Jonathan Stearns, Bloomberg:
The European Parliament endorsed legislation that will impose security and reporting obligations on service operators in industries such as banking, energy, transport and health and on digital operators like search engines and online marketplaces. The law, voted through on Wednesday in Strasbourg, France, also requires EU national governments to cooperate among themselves in the field of network security.

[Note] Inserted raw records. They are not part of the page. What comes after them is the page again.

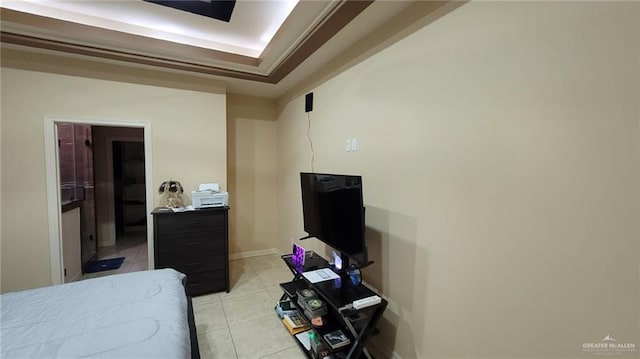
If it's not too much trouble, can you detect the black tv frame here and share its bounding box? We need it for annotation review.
[300,172,373,272]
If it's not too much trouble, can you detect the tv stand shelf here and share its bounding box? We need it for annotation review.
[280,252,387,359]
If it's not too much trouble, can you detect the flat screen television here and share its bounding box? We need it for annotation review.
[300,172,368,267]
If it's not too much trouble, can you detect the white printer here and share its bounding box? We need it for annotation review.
[191,183,229,208]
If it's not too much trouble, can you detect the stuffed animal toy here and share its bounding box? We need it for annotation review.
[158,181,184,208]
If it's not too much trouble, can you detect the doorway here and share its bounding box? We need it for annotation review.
[44,116,154,284]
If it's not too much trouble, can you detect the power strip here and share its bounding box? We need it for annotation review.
[353,295,382,309]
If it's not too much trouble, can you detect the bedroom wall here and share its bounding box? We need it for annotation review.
[277,2,640,359]
[1,66,227,292]
[227,94,278,258]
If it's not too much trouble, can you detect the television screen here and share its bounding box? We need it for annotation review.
[300,172,367,264]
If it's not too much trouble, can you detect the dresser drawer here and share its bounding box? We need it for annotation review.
[157,212,227,234]
[156,229,226,256]
[156,253,227,274]
[151,207,229,296]
[186,270,227,296]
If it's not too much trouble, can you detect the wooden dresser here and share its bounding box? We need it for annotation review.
[151,207,229,296]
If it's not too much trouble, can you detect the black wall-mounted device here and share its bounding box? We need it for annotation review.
[304,92,313,112]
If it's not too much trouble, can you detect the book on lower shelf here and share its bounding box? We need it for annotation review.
[284,312,309,329]
[282,315,309,335]
[323,329,351,349]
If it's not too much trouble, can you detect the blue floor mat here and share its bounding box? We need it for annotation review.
[84,257,124,273]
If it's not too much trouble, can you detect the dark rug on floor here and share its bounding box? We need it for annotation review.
[84,257,124,273]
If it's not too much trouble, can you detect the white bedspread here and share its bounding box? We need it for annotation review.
[0,269,191,359]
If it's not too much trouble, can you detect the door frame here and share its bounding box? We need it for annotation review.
[44,115,154,284]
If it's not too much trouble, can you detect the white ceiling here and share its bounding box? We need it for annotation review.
[0,0,450,98]
[2,0,298,58]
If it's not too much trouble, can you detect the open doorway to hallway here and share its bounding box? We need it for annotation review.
[82,126,149,279]
[55,122,149,282]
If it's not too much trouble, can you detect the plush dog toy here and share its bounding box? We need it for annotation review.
[158,181,184,208]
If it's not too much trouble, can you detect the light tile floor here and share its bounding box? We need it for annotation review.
[193,254,306,359]
[80,231,149,280]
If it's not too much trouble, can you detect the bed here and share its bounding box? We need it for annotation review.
[0,269,199,358]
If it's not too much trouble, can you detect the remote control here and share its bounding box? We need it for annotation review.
[353,295,382,309]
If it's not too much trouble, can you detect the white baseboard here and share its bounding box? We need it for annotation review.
[367,337,402,359]
[229,248,280,260]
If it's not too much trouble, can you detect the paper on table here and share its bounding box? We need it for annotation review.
[302,268,340,283]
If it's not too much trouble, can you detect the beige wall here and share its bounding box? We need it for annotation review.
[1,67,227,292]
[277,2,640,359]
[227,94,278,257]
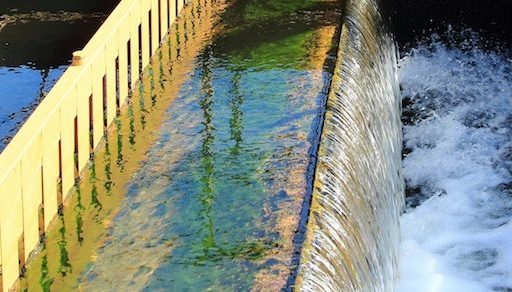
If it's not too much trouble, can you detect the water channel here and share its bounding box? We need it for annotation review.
[21,0,341,291]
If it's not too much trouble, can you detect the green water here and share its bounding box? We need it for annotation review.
[21,0,339,291]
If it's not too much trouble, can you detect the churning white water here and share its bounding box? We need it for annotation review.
[296,0,404,292]
[397,35,512,292]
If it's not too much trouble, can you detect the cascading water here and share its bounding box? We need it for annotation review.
[296,0,404,291]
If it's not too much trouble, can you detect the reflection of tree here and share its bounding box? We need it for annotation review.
[114,118,124,172]
[229,71,244,154]
[183,46,273,265]
[39,248,54,292]
[89,157,103,212]
[103,139,113,196]
[75,183,85,245]
[57,213,73,276]
[175,21,181,59]
[138,76,146,129]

The rules “will help prevent cyberattacks on Europe’s important interconnected infrastructures,” said Andreas Schwab, a German member of the 28-nation EU Parliament who steered the measures through the assembly. EU governments have already supported the legislation.
This is a good-natured law that I think will significantly improve security protocols used by major companies, and encourage them to more readily report breaches. That’s desperately needed — recall that LinkedIn was a public company with 200 million members four years ago, when their systems were breached. Over 100 million passwords were stolen, yet LinkedIn only acknowledged “some” at the time. It wasn’t until this year when they admitted to the full scale of the theft. If LinkedIn covered it up for PR reasons, that’s bad; if they didn’t know about the theft in 2012, that’s arguably worse.
But more needs to be done. Not only should systems be hardened and reporting procedures be set in place, these companies ought to be collecting and storing less personal information. That’s the kind of decision that would reduce the incentive for this kind of crime while improving all of our privacy and security, regardless of the chance of a corporate-level breach.
Postscript: I adjusted Bloomberg’s headline because the word “cybersecurity” makes me feel like I should switch on some Eiffel 65. I asked on Twitter and Victor Pope suggested “information security”, but it doesn’t feel quite right in this context. Sonya Mann’s choice, “network security”, seems more right, but still a little clunky to me. If you have a suggestion for a better phrase, please let me know. Together, we have already bid farewell to CSI: Cyber; now, it is time for us to rid the world of the word “cyber” in all its forms.